Salivary Testosterone, Sexual Function, & Behavior in Men & Women
Findings from the Third British National Survey of Sexual Attitudes and Lifestyles (Natsal-3)
Using data from the third British National Survey of Sexual Attitudes and Lifestyles (Natsal-3) we examined associations between salivary testosterone (Sal-T) and sexual function and behavior. Single morning saliva samples were self-collected from a subsample of participants aged 18–74 years and analyzed using mass spectrometry. 1,599 men and 2,123 women were included in the analysis (40.6% of those invited to provide a sample). We adjusted for confounders in a stepwise manner: in model 1 we adjusted for age only; model 2 for age, season and relationship status, and model 3 we added BMI and self-reported health.
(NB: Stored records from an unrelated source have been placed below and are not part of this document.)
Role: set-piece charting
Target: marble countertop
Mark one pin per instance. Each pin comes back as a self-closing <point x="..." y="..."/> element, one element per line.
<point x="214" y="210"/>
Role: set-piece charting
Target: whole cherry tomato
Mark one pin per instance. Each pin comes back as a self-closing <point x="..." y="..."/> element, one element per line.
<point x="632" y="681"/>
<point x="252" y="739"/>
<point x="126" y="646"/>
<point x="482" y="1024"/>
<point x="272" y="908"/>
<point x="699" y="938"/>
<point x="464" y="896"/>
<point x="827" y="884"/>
In the fully adjusted models, among men, Sal-T was positively associated with both partnered sex (vaginal sex and concurrent partners) and masturbation. Among women, Sal-T was positively associated with masturbation, the only association with partnered sex was with ever experience of same-sex sex. We found no clear association between Sal-T and sexual function. Our study contributes toward addressing the sparsity of data outside the laboratory on the differences between men and women in the relationship between T and sexual function and behavior. To our knowledge, this is the first population study, among men and women, using a mass spectrometry Sal-T assay to do so.